Valérie-Odile Dervieux, déléguée Unité Magistrats SNM FO : Je pense que ce qui prend de l'ampleur, c'est la difficulté croissante de l'administration pénitentiaire face aux conditions de détention et à la surpopulation carcérale en raison notamment des troubles dont sont atteints certains détenus et de l'absence de données précises sur le sujet. Il est vrai que , l'abus de stupéfiants et de substances de synthèse ne fait rien pour arranger la situation. De même, le comportement dangereux provenant de personnes présentant des troubles psychologiques ou psychiatriques pose deux problèmes.

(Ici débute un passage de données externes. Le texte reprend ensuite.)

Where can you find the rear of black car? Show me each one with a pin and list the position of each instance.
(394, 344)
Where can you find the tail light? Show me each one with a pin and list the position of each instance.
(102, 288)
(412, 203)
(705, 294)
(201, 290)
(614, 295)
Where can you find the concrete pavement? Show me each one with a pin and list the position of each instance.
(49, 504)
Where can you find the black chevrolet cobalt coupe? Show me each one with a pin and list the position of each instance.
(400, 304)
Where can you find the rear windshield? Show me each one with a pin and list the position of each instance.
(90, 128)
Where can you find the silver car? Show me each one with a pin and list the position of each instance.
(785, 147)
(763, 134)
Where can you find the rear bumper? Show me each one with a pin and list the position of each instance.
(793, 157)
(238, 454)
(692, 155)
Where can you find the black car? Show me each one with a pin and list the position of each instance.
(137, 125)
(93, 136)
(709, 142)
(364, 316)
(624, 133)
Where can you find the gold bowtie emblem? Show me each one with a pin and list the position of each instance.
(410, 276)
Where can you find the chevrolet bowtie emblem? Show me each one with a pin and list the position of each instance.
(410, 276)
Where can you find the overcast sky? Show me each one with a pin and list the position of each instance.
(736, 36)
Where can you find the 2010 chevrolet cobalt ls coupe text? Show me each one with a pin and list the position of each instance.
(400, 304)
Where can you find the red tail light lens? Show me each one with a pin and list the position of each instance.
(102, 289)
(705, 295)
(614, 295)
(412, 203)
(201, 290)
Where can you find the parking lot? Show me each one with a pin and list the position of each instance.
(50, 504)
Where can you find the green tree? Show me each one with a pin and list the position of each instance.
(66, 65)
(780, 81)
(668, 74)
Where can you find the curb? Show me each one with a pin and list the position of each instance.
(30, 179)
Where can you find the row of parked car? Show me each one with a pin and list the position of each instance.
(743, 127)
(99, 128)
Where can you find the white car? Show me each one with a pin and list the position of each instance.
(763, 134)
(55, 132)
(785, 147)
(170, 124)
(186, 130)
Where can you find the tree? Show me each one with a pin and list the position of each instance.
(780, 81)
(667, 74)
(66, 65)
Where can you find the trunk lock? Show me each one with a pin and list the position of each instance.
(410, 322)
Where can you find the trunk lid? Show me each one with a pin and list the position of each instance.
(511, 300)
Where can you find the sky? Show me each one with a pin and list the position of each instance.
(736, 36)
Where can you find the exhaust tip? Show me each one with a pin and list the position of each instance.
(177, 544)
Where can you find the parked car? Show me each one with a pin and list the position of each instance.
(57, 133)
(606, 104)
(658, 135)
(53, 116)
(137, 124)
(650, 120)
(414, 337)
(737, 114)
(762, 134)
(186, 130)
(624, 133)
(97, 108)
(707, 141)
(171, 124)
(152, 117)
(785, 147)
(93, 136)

Tout d'abord, il est difficile de trouver des médecins psychiatres pour effectuer les expertises nécessaires à la procédure pénale , étant donné la pénurie existante. Ensuite, se pose la question de la gestion de l'enquête et de l'instruction lorsque les personnes impliquées sont soit altérées soit incapables de discerner les faits. Quelles mesures de sûreté prendre dans de tels cas ? En cas de détention provisoire, des soins peuvent être donnés en détention. Des obligations de soins peuvent être imposées dans le cadre d'un contrôle judiciaire. Mais le manque de moyens de la psychiatrie publique impacte tout ! Il y a aussi des individus ayant des troubles psychologiques ou comportementaux qui ne relèvent pas de la psychiatrie.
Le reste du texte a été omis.